Lastly, the international body noted that jurisdictions with inadequate regulatory safeguards for RWAs, especially in emerging and developing economies, could be heavily exposed to the destabilizing effects of tokenized finance during crises. Poor regulations increase the risk of volatile capital flows, rapid currency substitution, and erosion of monetary sovereignty. It pointed out that stablecoins, in particular, could gain significant adoption in areas with less developed financial systems and weaker domestic currencies.
Recommendations
The IMF enumerated several ways to address or significantly mitigate the risks presented by tokenized finance. One is anchoring settlements in safe money, through tokenized interbank money, such as a Wholesale Central Bank Digital Currency (wCBDC), to minimize credit and liquidity risk. Another is implementing unified global standards for crypto markets featuring “same activity, same risk, and same regulatory outcomes.”

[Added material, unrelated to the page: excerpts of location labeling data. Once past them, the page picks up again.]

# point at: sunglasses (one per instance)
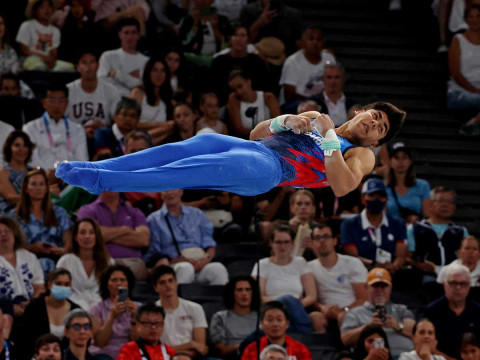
(78, 327)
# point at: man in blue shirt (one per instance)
(376, 238)
(184, 235)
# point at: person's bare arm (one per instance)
(125, 236)
(233, 108)
(454, 59)
(310, 289)
(350, 337)
(272, 104)
(7, 191)
(360, 291)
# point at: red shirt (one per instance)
(131, 351)
(295, 350)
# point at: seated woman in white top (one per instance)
(21, 272)
(155, 96)
(425, 343)
(288, 279)
(86, 259)
(247, 107)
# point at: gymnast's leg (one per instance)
(246, 171)
(159, 155)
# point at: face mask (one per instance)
(375, 206)
(61, 292)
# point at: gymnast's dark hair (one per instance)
(396, 117)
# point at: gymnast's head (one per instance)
(373, 124)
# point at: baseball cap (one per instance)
(373, 185)
(399, 146)
(377, 275)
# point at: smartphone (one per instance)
(206, 11)
(378, 343)
(122, 294)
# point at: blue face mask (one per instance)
(61, 292)
(375, 206)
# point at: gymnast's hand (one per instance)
(299, 124)
(323, 123)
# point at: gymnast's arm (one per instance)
(299, 123)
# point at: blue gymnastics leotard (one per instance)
(209, 161)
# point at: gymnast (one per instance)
(302, 150)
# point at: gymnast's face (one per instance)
(368, 127)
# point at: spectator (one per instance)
(114, 316)
(79, 31)
(46, 227)
(453, 314)
(408, 197)
(22, 274)
(138, 140)
(247, 107)
(464, 85)
(341, 279)
(470, 348)
(149, 328)
(185, 323)
(124, 66)
(229, 327)
(45, 314)
(275, 320)
(332, 100)
(372, 344)
(184, 117)
(287, 279)
(48, 347)
(179, 75)
(8, 57)
(435, 241)
(272, 18)
(39, 40)
(373, 236)
(468, 255)
(126, 118)
(17, 152)
(302, 72)
(55, 137)
(425, 343)
(210, 108)
(123, 227)
(112, 13)
(230, 8)
(155, 97)
(90, 99)
(203, 31)
(239, 59)
(396, 319)
(78, 331)
(86, 259)
(184, 234)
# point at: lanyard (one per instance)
(49, 133)
(7, 350)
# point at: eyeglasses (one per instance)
(78, 327)
(462, 284)
(322, 237)
(152, 324)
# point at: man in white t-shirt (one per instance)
(341, 279)
(185, 323)
(123, 67)
(56, 138)
(91, 99)
(302, 72)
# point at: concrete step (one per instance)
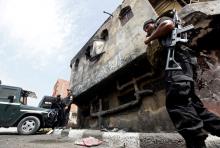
(134, 140)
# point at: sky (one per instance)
(38, 39)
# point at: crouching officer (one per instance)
(191, 119)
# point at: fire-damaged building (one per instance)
(118, 80)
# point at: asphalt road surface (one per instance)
(10, 139)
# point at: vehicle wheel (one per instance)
(28, 125)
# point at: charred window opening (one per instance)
(87, 53)
(125, 15)
(126, 98)
(76, 65)
(104, 35)
(95, 51)
(95, 106)
(164, 5)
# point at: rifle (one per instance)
(179, 34)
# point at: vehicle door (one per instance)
(9, 109)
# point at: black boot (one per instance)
(195, 144)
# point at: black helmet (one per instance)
(148, 22)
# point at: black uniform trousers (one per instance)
(191, 119)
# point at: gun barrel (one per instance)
(184, 29)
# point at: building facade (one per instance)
(115, 75)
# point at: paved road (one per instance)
(10, 139)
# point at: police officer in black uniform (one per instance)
(58, 105)
(67, 101)
(186, 110)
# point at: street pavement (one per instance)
(10, 139)
(67, 138)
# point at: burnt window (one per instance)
(127, 97)
(104, 35)
(88, 52)
(76, 64)
(125, 15)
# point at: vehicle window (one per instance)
(5, 92)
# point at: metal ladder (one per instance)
(194, 1)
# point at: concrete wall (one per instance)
(125, 43)
(112, 81)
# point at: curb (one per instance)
(134, 140)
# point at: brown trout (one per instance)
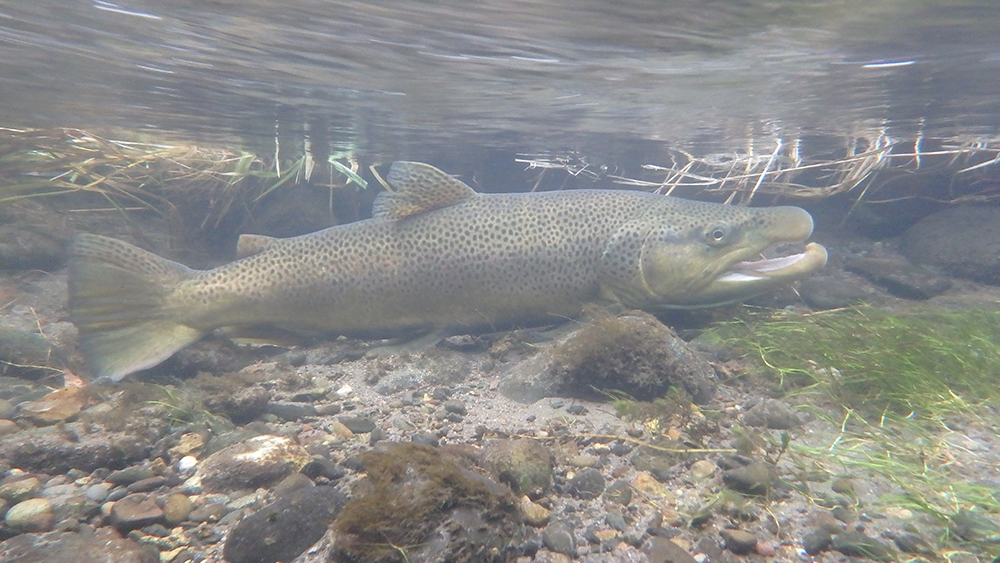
(436, 256)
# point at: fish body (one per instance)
(436, 255)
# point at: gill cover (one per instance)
(686, 254)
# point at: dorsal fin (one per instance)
(419, 188)
(248, 245)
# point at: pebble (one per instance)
(8, 427)
(7, 409)
(187, 463)
(129, 475)
(619, 492)
(739, 542)
(177, 508)
(98, 492)
(856, 544)
(322, 467)
(559, 537)
(534, 514)
(285, 528)
(816, 541)
(32, 515)
(524, 465)
(583, 460)
(765, 549)
(191, 443)
(650, 487)
(134, 512)
(293, 482)
(339, 430)
(146, 485)
(258, 462)
(455, 406)
(615, 520)
(587, 484)
(358, 424)
(757, 478)
(289, 411)
(20, 489)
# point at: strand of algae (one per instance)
(927, 362)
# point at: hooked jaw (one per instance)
(776, 269)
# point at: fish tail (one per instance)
(118, 300)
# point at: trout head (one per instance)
(688, 254)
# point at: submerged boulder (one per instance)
(419, 504)
(962, 241)
(632, 352)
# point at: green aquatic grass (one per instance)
(895, 389)
(925, 363)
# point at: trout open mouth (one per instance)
(784, 267)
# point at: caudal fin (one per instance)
(118, 302)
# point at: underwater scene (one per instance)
(688, 281)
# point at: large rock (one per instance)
(419, 504)
(56, 452)
(962, 241)
(524, 465)
(285, 528)
(258, 462)
(632, 352)
(102, 546)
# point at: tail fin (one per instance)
(117, 300)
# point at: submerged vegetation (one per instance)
(205, 185)
(909, 386)
(927, 363)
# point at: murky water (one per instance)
(415, 79)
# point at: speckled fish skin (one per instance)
(436, 255)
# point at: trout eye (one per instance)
(717, 235)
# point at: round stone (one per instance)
(32, 515)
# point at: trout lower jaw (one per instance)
(771, 270)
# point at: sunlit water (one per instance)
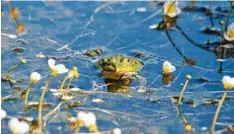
(118, 28)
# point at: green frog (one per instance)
(119, 66)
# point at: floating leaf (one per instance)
(18, 50)
(190, 62)
(34, 105)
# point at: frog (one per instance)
(119, 66)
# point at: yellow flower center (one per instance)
(230, 33)
(170, 8)
(228, 86)
(54, 72)
(166, 69)
(80, 123)
(20, 29)
(93, 128)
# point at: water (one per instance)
(118, 28)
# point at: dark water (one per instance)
(119, 28)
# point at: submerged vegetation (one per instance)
(67, 107)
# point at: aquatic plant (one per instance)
(187, 127)
(55, 70)
(34, 78)
(228, 84)
(18, 126)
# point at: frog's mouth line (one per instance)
(118, 75)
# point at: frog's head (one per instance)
(119, 65)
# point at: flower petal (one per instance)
(61, 68)
(51, 63)
(35, 77)
(172, 68)
(226, 79)
(3, 113)
(166, 63)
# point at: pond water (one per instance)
(119, 28)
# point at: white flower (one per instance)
(35, 77)
(230, 33)
(168, 68)
(154, 26)
(3, 114)
(228, 82)
(68, 97)
(56, 69)
(171, 9)
(141, 9)
(18, 127)
(116, 131)
(98, 100)
(88, 118)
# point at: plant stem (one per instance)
(62, 85)
(41, 104)
(26, 95)
(229, 14)
(222, 31)
(68, 86)
(179, 101)
(217, 112)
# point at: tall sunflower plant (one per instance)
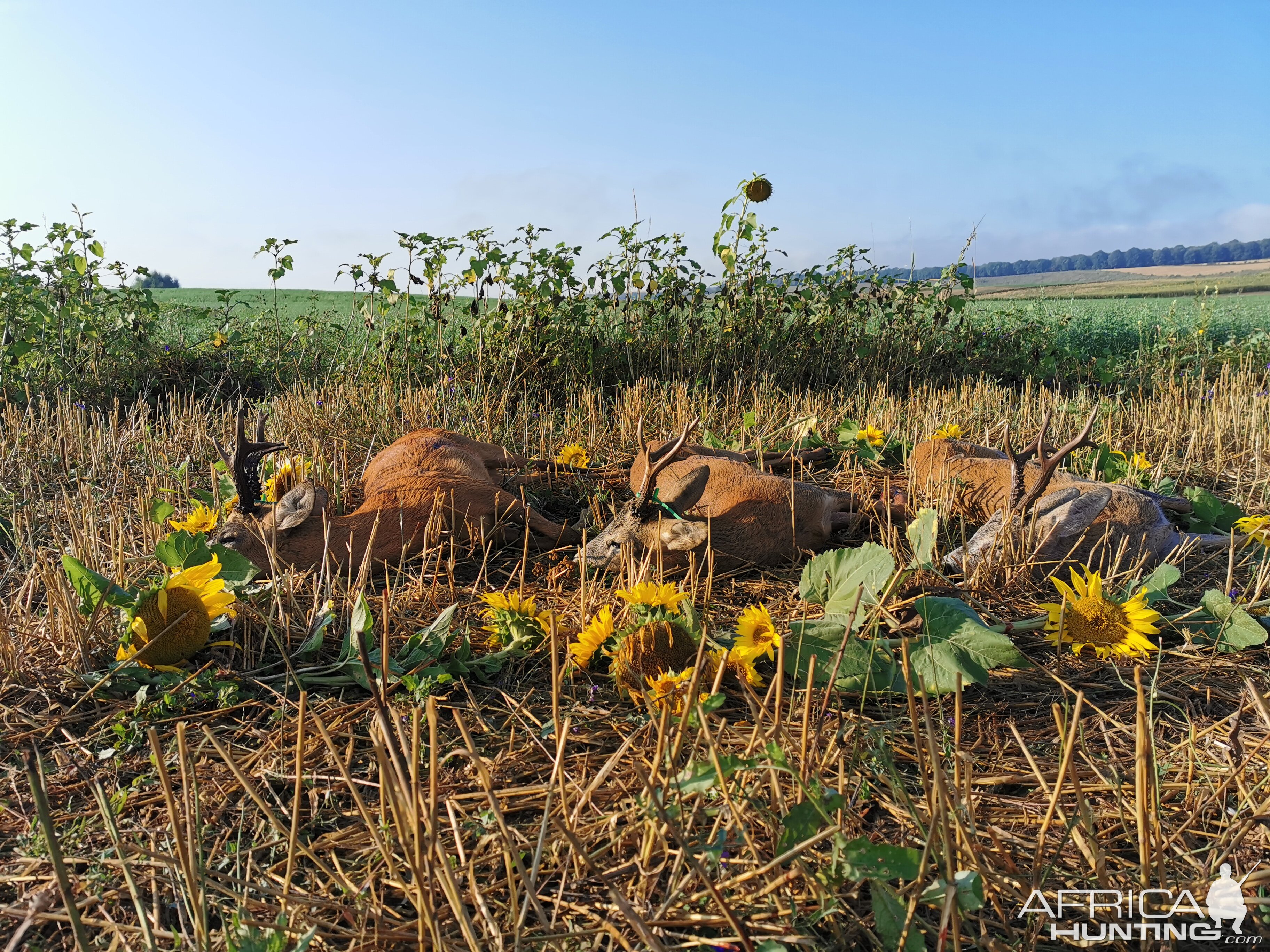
(642, 603)
(173, 615)
(870, 443)
(1126, 622)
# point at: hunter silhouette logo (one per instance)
(1226, 901)
(1161, 914)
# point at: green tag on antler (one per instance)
(665, 507)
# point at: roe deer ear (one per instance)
(295, 507)
(684, 535)
(684, 493)
(1074, 516)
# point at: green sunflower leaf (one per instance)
(1237, 630)
(956, 640)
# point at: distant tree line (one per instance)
(1211, 253)
(158, 280)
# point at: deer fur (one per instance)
(742, 515)
(1047, 516)
(426, 473)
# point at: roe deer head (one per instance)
(427, 480)
(1042, 515)
(686, 502)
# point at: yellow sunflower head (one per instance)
(573, 455)
(1255, 527)
(590, 639)
(512, 617)
(288, 476)
(201, 519)
(649, 593)
(756, 635)
(670, 689)
(1091, 620)
(178, 617)
(873, 436)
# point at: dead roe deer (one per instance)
(1046, 516)
(426, 471)
(690, 497)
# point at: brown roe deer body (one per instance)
(426, 473)
(1034, 511)
(688, 498)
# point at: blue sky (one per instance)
(194, 131)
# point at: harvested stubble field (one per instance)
(467, 820)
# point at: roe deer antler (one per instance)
(244, 465)
(1024, 502)
(665, 458)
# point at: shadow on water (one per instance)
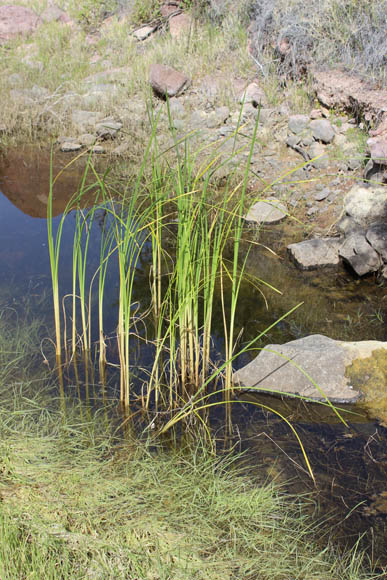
(350, 465)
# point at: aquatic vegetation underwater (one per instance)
(194, 238)
(81, 499)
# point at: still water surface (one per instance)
(350, 465)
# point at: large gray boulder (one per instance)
(316, 253)
(361, 256)
(315, 367)
(377, 237)
(267, 211)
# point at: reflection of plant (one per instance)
(203, 267)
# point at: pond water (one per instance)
(350, 465)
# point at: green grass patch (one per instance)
(78, 500)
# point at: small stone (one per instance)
(293, 140)
(316, 253)
(268, 211)
(361, 256)
(169, 8)
(167, 81)
(366, 204)
(108, 129)
(180, 25)
(143, 32)
(121, 149)
(315, 114)
(318, 150)
(298, 123)
(253, 94)
(321, 195)
(70, 147)
(322, 130)
(97, 149)
(87, 139)
(307, 141)
(54, 14)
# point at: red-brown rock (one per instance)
(166, 81)
(16, 20)
(338, 89)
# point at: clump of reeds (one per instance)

Furthermore, the IMF recommended aligning legal frameworks with technological innovation and adoption, enforcing international coordination and interoperability, and establishing robust liquidity and crisis management standards.
The international organization considers the aforementioned factors as the foundational pillars of a stable and efficient tokenized financial system. It urged tokenized finance implementers to have sustained engagement with the public and private sectors across jurisdictions to ensure the smooth execution of risk mitigation measures in RWAs.